Carson Daly reminds us that, “Last night, if it wasn’t hot enough [Ed. note: oh y’all so hot], the Top 12 lit up the stage with some incredible performances.” The show is breaking voting records and this week’s performances all charted on iTunes – something without precedent. But that won’t save two of our performers. Consolation: Robin Thicke will sing for and/or adjacent to several of you. Bonus: He will throw his sunglasses violently to the stage for you to steal!
Here’s how it shook out:
Carson introduces Robin Thicke to sing his latest single, “Blurred Lines,” which sounds so much catchier than its video would suggest. It helps that Pharrell carries the hook like a bouncing ball, making it easier for America to collectively avert our eyes from T.I.’s camo pants and vest. Hotlanta does not agree! Kris Thomas and Vedo are apparently also on stage, but they do so little that it’s a shock when the camera cuts to them. Did they know they were performing?

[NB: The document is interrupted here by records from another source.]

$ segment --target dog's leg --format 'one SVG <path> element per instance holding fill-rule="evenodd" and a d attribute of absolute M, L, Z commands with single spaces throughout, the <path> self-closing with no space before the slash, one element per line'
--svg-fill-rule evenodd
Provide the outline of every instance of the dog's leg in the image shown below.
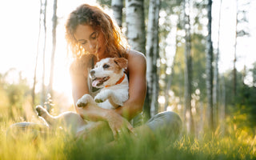
<path fill-rule="evenodd" d="M 122 94 L 120 94 L 120 93 L 118 92 L 115 93 L 113 90 L 106 90 L 98 94 L 95 96 L 94 100 L 96 102 L 105 102 L 106 99 L 108 99 L 111 103 L 111 105 L 114 107 L 116 107 L 116 106 L 123 105 L 123 98 L 120 98 L 120 97 L 122 97 Z M 127 96 L 127 98 L 128 98 L 128 96 Z"/>
<path fill-rule="evenodd" d="M 96 104 L 94 98 L 88 94 L 84 94 L 80 99 L 77 102 L 77 106 L 83 107 L 86 106 L 88 104 Z"/>
<path fill-rule="evenodd" d="M 45 108 L 43 108 L 42 106 L 37 106 L 35 110 L 38 112 L 38 116 L 42 118 L 48 125 L 52 126 L 56 122 L 55 118 L 54 116 L 50 115 L 48 113 L 48 111 Z"/>

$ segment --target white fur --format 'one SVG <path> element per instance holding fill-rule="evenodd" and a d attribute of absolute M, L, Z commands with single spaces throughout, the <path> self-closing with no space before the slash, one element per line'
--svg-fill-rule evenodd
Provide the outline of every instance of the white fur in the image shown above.
<path fill-rule="evenodd" d="M 92 70 L 94 71 L 94 75 L 90 75 L 91 78 L 110 77 L 109 80 L 105 82 L 99 87 L 110 86 L 108 87 L 103 87 L 101 91 L 95 96 L 94 101 L 90 94 L 83 95 L 77 102 L 77 106 L 86 106 L 90 103 L 95 104 L 95 102 L 98 102 L 98 106 L 105 109 L 115 109 L 123 105 L 129 98 L 129 83 L 126 74 L 125 78 L 120 84 L 115 85 L 119 79 L 124 74 L 124 70 L 122 69 L 118 73 L 114 73 L 111 70 L 104 70 L 103 66 L 105 64 L 114 65 L 110 63 L 110 58 L 104 58 L 98 62 L 95 68 Z"/>
<path fill-rule="evenodd" d="M 128 78 L 125 74 L 125 78 L 120 84 L 115 85 L 115 83 L 122 78 L 124 74 L 124 70 L 120 69 L 118 73 L 114 73 L 111 70 L 104 70 L 104 64 L 115 65 L 109 63 L 110 58 L 105 58 L 98 62 L 94 70 L 95 73 L 92 75 L 92 78 L 96 77 L 109 76 L 108 81 L 105 82 L 102 86 L 110 86 L 104 87 L 95 96 L 94 99 L 90 94 L 84 94 L 77 102 L 77 106 L 85 106 L 90 104 L 96 104 L 96 102 L 101 102 L 97 103 L 98 106 L 105 109 L 114 109 L 119 106 L 122 106 L 123 102 L 128 99 Z M 58 116 L 50 115 L 46 109 L 41 106 L 36 107 L 36 110 L 38 116 L 42 118 L 50 127 L 60 126 L 64 130 L 70 131 L 75 136 L 81 135 L 86 128 L 90 127 L 92 123 L 84 121 L 79 114 L 75 112 L 64 112 Z M 89 122 L 89 123 L 88 123 Z"/>

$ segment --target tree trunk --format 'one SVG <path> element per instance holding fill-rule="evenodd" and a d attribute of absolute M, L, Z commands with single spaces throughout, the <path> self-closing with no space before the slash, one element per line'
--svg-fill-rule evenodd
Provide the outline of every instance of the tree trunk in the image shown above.
<path fill-rule="evenodd" d="M 43 10 L 43 29 L 44 29 L 44 45 L 42 49 L 42 92 L 41 92 L 41 105 L 43 106 L 46 101 L 46 90 L 45 90 L 45 68 L 46 68 L 46 6 L 47 0 L 44 2 Z"/>
<path fill-rule="evenodd" d="M 57 0 L 54 2 L 54 14 L 52 18 L 53 22 L 53 29 L 52 29 L 52 36 L 53 36 L 53 46 L 51 51 L 51 62 L 50 62 L 50 81 L 48 86 L 48 94 L 50 94 L 51 98 L 53 98 L 53 82 L 54 82 L 54 59 L 55 59 L 55 50 L 56 50 L 56 27 L 58 22 L 57 18 Z M 50 110 L 50 106 L 47 106 L 47 110 Z"/>
<path fill-rule="evenodd" d="M 237 14 L 236 14 L 236 22 L 235 22 L 235 40 L 234 40 L 234 63 L 233 63 L 233 99 L 234 102 L 235 96 L 237 94 L 237 69 L 235 63 L 237 62 L 237 40 L 238 40 L 238 0 L 236 0 L 237 6 Z"/>
<path fill-rule="evenodd" d="M 214 108 L 213 108 L 213 43 L 211 41 L 211 9 L 212 0 L 208 0 L 208 35 L 206 46 L 206 90 L 207 90 L 207 108 L 209 112 L 209 127 L 212 131 L 214 130 Z"/>
<path fill-rule="evenodd" d="M 126 1 L 126 37 L 131 49 L 145 54 L 145 18 L 143 0 Z"/>
<path fill-rule="evenodd" d="M 214 119 L 215 119 L 215 124 L 218 123 L 218 107 L 219 107 L 219 102 L 218 102 L 218 91 L 219 91 L 219 78 L 218 78 L 218 57 L 219 57 L 219 37 L 220 37 L 220 26 L 221 26 L 221 15 L 222 15 L 222 1 L 220 1 L 220 7 L 219 7 L 219 12 L 218 12 L 218 49 L 217 49 L 217 54 L 215 55 L 215 68 L 214 68 L 214 93 L 213 93 L 213 106 L 214 109 Z"/>
<path fill-rule="evenodd" d="M 132 50 L 146 54 L 145 17 L 143 0 L 126 0 L 126 37 Z M 147 62 L 147 66 L 152 65 Z M 144 119 L 150 117 L 149 94 L 146 93 L 143 106 Z"/>
<path fill-rule="evenodd" d="M 186 119 L 188 123 L 188 133 L 194 134 L 194 119 L 191 111 L 191 94 L 192 94 L 192 54 L 191 54 L 191 34 L 190 34 L 190 0 L 184 0 L 184 27 L 186 31 L 185 40 L 185 110 Z"/>
<path fill-rule="evenodd" d="M 178 52 L 178 40 L 177 40 L 177 31 L 178 31 L 178 27 L 177 27 L 177 22 L 175 23 L 175 26 L 172 26 L 172 27 L 175 27 L 176 28 L 176 31 L 174 33 L 174 38 L 176 39 L 175 41 L 175 44 L 173 46 L 173 47 L 175 47 L 175 54 L 174 55 L 174 58 L 173 58 L 173 62 L 172 62 L 172 65 L 170 66 L 170 74 L 168 75 L 166 74 L 166 90 L 165 90 L 165 99 L 166 99 L 166 102 L 165 102 L 165 110 L 167 110 L 167 107 L 168 107 L 168 104 L 169 104 L 169 90 L 170 89 L 170 86 L 171 86 L 171 83 L 172 83 L 172 78 L 173 78 L 173 75 L 174 74 L 174 66 L 175 66 L 175 58 L 177 56 L 177 52 Z"/>
<path fill-rule="evenodd" d="M 148 84 L 148 95 L 150 105 L 150 117 L 158 112 L 158 76 L 157 60 L 159 55 L 158 50 L 158 19 L 160 0 L 150 0 L 149 18 L 146 35 L 146 76 Z"/>
<path fill-rule="evenodd" d="M 38 54 L 39 54 L 39 43 L 40 43 L 40 37 L 41 37 L 41 15 L 42 14 L 42 0 L 40 0 L 40 14 L 39 14 L 39 28 L 38 28 L 38 46 L 37 46 L 37 53 L 35 56 L 35 66 L 34 70 L 34 82 L 32 87 L 32 107 L 34 106 L 35 101 L 35 86 L 37 84 L 37 68 L 38 68 Z"/>
<path fill-rule="evenodd" d="M 112 0 L 111 8 L 113 10 L 114 17 L 120 28 L 122 27 L 122 0 Z"/>

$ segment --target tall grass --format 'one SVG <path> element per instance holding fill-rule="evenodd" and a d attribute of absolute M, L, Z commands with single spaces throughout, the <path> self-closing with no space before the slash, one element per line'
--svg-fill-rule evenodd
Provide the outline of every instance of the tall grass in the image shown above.
<path fill-rule="evenodd" d="M 101 138 L 74 140 L 57 130 L 44 137 L 31 131 L 19 132 L 18 140 L 6 139 L 13 122 L 0 122 L 0 159 L 256 159 L 256 137 L 234 130 L 226 136 L 216 132 L 200 138 L 183 135 L 166 140 L 124 134 L 118 141 L 104 143 Z"/>

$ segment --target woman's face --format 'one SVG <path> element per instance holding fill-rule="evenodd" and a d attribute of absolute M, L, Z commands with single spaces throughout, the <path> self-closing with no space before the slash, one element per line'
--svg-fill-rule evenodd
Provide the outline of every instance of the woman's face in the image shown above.
<path fill-rule="evenodd" d="M 98 56 L 100 59 L 107 56 L 105 54 L 104 35 L 101 31 L 94 30 L 89 25 L 78 25 L 74 36 L 90 54 Z"/>

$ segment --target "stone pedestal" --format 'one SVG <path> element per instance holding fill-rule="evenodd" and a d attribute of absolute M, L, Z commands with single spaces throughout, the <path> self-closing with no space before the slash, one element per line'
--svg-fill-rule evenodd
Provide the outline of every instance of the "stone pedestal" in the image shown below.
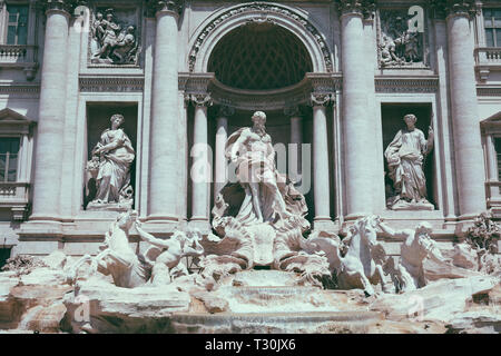
<path fill-rule="evenodd" d="M 47 9 L 40 108 L 35 151 L 33 210 L 30 220 L 59 220 L 63 154 L 69 13 Z"/>
<path fill-rule="evenodd" d="M 177 221 L 180 142 L 178 140 L 178 12 L 156 12 L 149 149 L 148 220 Z"/>
<path fill-rule="evenodd" d="M 481 145 L 473 39 L 469 13 L 458 7 L 448 18 L 449 72 L 460 219 L 485 210 L 485 169 Z"/>

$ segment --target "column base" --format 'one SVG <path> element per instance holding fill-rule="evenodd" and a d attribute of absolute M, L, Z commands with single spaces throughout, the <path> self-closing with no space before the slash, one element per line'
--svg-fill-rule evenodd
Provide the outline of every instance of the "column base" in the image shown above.
<path fill-rule="evenodd" d="M 40 221 L 40 222 L 61 222 L 62 218 L 57 215 L 42 215 L 42 214 L 32 214 L 29 218 L 29 221 Z"/>
<path fill-rule="evenodd" d="M 178 222 L 179 217 L 168 214 L 151 214 L 146 217 L 145 221 L 151 221 L 151 222 Z"/>
<path fill-rule="evenodd" d="M 212 230 L 210 221 L 206 217 L 191 217 L 188 222 L 188 228 L 199 229 L 202 234 L 208 234 Z"/>
<path fill-rule="evenodd" d="M 56 220 L 30 220 L 21 225 L 18 233 L 20 238 L 61 238 L 63 236 L 62 222 Z"/>
<path fill-rule="evenodd" d="M 346 220 L 346 221 L 358 220 L 358 219 L 361 219 L 363 217 L 366 217 L 369 215 L 372 215 L 372 214 L 371 212 L 352 212 L 352 214 L 346 215 L 344 217 L 344 220 Z"/>
<path fill-rule="evenodd" d="M 334 233 L 336 231 L 336 225 L 331 217 L 315 217 L 313 219 L 313 229 L 317 231 Z"/>

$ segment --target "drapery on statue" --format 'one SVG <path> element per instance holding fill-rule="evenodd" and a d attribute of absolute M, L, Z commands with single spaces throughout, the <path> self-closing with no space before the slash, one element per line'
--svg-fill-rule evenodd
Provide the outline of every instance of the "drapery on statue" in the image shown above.
<path fill-rule="evenodd" d="M 242 128 L 226 142 L 226 157 L 236 165 L 236 176 L 245 190 L 245 199 L 237 219 L 244 224 L 275 221 L 292 216 L 278 185 L 285 185 L 285 177 L 275 167 L 275 150 L 272 138 L 266 134 L 266 115 L 256 111 L 252 128 Z"/>
<path fill-rule="evenodd" d="M 433 149 L 433 129 L 428 140 L 415 127 L 418 118 L 406 115 L 405 129 L 400 130 L 384 151 L 389 177 L 393 180 L 394 196 L 387 199 L 391 209 L 433 210 L 426 200 L 426 178 L 423 171 L 424 157 Z"/>
<path fill-rule="evenodd" d="M 213 228 L 220 240 L 203 240 L 210 251 L 202 264 L 216 280 L 255 266 L 301 273 L 302 283 L 321 286 L 328 276 L 323 256 L 307 254 L 301 241 L 310 230 L 304 196 L 275 166 L 275 150 L 266 134 L 266 115 L 256 111 L 254 126 L 242 128 L 226 142 L 226 157 L 235 165 L 236 182 L 215 199 Z"/>
<path fill-rule="evenodd" d="M 87 170 L 96 179 L 96 197 L 87 208 L 109 204 L 119 204 L 126 208 L 132 205 L 132 187 L 130 186 L 130 166 L 135 151 L 129 137 L 121 129 L 124 116 L 111 117 L 111 129 L 101 134 L 99 142 L 92 150 L 92 159 Z"/>

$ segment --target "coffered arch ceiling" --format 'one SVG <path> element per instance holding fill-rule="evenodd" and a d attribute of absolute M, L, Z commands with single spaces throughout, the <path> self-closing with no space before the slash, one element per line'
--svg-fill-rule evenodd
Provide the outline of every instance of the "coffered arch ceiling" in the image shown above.
<path fill-rule="evenodd" d="M 273 90 L 298 83 L 313 70 L 303 42 L 283 27 L 247 23 L 227 33 L 214 48 L 208 71 L 237 89 Z"/>

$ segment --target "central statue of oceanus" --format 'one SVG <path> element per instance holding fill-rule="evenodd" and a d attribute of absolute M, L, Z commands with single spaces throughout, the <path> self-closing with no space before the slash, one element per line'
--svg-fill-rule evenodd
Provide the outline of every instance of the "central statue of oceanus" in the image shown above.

Before saving anyone, Carson talks to the coaches to talk about everyone. They love their teams! Usher is wearing a shirt! (One of these is a direct quote.) Adam says that his team has work to do while Shakira admits her lack of objectivity and then lies by saying that her team needed to shake things up in order to improve and then covers that lie with the truth: “Guys, I love you.” Blake is celebrating his anniversary to
better fellow country star Miranda Lambert and also blathering on about how “important” Danielle Bradberry is – not just to his team or to this season or to the country music industry but to the world. Usher is hopeful that America will make the right choices (foreshadowing).
It’s almost time to save two singers but first it’s time for the confessional. A rapid-fire: Michelle confesses that the clapper is too heavy; Kris is terrified of clowns; Vedo used to sing to help sell body oils; Sasha used to have a really strong New York accent; Judith has sung the word “farts” to children; Colton-of-the-Swons is not a germophobe, if anyone asks/Zach’s face is more than 50 percent rubber; Danielle is addicted to selfies; and Josiah owes his college hockey career to The Mighty Ducks.